The PREFETCHh instructions allow a program to suggest to the processor that a
cache line from a specified location in system memory be prefetched into the cache
hierarchy (see Section 10.8, “Explicit Caching”).
The CLFLUSH instruction allow selected cache lines to be flushed from memory. This
instruction give a program the ability to explicitly free up cache space, when it is
known that cached section of system memory will not be accessed in the near future.
The non-temporal move instructions (MOVNTI, MOVNTQ, MOVNTDQ, MOVNTPS, and
MOVNTPD) allow data to be moved from the processor’s registers directly into
system memory without being also written into the L1, L2, and/or L3 caches.

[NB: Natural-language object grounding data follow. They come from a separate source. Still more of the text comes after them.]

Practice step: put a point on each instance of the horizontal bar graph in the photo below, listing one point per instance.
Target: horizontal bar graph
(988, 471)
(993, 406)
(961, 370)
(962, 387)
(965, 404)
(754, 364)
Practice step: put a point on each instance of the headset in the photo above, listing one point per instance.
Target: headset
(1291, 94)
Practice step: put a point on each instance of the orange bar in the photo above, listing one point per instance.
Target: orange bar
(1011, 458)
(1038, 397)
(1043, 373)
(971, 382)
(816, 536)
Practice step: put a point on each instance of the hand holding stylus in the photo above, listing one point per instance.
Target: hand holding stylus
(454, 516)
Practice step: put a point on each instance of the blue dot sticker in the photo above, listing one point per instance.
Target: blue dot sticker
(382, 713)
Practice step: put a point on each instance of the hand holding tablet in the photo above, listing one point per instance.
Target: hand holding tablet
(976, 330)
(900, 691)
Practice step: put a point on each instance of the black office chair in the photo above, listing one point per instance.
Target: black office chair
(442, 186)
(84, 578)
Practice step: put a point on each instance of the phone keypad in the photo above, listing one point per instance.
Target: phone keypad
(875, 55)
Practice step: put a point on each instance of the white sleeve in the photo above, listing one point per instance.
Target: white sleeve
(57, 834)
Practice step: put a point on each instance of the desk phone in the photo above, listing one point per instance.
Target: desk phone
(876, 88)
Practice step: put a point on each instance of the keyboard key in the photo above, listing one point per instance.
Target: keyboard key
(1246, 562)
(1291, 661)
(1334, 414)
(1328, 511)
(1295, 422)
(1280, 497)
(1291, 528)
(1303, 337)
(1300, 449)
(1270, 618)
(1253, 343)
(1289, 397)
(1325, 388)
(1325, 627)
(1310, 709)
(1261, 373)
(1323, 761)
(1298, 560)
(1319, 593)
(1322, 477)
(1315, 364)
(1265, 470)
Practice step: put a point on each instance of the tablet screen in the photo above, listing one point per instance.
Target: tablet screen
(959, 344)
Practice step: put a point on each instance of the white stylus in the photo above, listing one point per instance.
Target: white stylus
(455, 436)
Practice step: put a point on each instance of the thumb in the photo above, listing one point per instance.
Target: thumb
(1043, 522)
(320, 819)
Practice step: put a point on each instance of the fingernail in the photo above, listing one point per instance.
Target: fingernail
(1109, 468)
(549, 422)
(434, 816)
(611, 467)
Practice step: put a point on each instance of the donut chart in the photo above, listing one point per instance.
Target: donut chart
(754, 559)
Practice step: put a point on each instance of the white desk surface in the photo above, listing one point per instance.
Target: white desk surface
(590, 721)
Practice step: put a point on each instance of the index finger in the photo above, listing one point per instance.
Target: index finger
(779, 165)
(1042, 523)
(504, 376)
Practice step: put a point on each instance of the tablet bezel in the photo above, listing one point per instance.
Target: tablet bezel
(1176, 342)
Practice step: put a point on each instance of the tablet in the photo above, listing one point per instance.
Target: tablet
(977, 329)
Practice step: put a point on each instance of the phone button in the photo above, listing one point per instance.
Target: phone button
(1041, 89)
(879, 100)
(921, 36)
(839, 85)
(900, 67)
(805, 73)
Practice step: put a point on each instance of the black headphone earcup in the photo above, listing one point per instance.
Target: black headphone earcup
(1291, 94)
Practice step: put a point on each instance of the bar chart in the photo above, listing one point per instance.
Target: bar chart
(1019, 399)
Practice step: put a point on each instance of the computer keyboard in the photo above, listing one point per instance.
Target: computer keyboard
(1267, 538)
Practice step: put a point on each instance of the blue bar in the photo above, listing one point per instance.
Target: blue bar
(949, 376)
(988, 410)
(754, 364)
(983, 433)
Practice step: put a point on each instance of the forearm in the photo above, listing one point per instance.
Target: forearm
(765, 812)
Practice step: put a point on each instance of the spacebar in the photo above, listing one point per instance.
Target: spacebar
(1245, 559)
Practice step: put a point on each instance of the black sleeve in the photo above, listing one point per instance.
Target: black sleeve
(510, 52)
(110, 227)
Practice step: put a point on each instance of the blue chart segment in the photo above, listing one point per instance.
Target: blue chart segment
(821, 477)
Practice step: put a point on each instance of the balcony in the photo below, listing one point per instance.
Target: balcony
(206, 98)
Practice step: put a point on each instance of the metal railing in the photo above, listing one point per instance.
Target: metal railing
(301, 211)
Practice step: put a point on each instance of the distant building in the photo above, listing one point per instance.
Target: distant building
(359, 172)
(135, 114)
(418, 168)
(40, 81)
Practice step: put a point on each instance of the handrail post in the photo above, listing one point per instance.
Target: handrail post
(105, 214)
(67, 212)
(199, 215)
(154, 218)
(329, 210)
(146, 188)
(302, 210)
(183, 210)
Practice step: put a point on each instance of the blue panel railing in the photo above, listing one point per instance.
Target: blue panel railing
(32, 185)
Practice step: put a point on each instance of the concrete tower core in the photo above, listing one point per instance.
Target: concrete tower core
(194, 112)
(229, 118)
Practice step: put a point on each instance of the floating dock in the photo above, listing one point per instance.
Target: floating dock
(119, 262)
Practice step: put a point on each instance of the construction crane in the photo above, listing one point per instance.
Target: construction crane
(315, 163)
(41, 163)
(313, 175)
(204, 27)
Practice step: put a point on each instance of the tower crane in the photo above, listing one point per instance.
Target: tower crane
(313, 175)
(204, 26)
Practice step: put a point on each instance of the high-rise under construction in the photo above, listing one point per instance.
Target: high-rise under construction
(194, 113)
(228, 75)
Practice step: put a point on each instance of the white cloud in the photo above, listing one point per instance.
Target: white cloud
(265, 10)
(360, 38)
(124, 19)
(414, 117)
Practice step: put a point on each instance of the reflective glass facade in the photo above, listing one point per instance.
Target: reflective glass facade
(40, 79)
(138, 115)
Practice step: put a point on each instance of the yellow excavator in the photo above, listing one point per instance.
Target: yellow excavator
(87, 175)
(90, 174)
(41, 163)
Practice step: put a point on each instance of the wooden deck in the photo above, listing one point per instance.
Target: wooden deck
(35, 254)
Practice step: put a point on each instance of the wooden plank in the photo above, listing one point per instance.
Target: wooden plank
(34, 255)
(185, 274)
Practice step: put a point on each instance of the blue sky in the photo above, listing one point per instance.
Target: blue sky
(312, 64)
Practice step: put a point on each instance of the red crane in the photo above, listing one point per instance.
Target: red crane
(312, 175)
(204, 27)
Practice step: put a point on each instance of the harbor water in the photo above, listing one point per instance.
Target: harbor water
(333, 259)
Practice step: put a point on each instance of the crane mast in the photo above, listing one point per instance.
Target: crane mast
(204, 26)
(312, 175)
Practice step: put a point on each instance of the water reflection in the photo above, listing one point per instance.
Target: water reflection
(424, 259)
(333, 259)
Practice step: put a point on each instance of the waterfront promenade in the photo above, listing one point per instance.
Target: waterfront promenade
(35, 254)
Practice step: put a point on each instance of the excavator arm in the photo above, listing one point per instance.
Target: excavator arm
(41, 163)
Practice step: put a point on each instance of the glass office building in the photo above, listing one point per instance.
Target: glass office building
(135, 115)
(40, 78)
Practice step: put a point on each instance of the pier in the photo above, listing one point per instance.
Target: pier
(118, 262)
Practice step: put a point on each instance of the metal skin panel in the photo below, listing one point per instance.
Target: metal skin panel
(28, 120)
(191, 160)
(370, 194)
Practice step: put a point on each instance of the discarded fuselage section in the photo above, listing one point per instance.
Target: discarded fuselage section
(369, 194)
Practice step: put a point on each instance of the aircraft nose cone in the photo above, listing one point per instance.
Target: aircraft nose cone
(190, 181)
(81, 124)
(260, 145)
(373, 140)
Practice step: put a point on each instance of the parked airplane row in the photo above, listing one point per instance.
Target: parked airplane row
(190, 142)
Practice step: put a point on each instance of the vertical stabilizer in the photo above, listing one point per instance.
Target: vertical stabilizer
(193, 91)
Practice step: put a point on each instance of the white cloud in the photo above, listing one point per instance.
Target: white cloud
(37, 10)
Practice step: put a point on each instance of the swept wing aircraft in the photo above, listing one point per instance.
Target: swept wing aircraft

These
instructions can be used to prevent cache pollution when operating on data that is
going to be modified only once before being stored back into system memory. These
instructions operate on data in the general-purpose, MMX, and XMM registers.
10.5.6 L1 Data Cache Context Mode
L1 data cache context mode is a feature of Intel 64 and IA-32 processors that
support Hyper-Threading Technology. When CPUID.1:ECX[bit 10] = 1, the processor
supports setting L1 data cache context mode using the L1 data cache context mode
flag ( IA32_MISC_ENABLE[bit 24] ). Selectable modes are adaptive mode (default)
and shared mode.
The BIOS is responsible for configuring the L1 data cache context mode.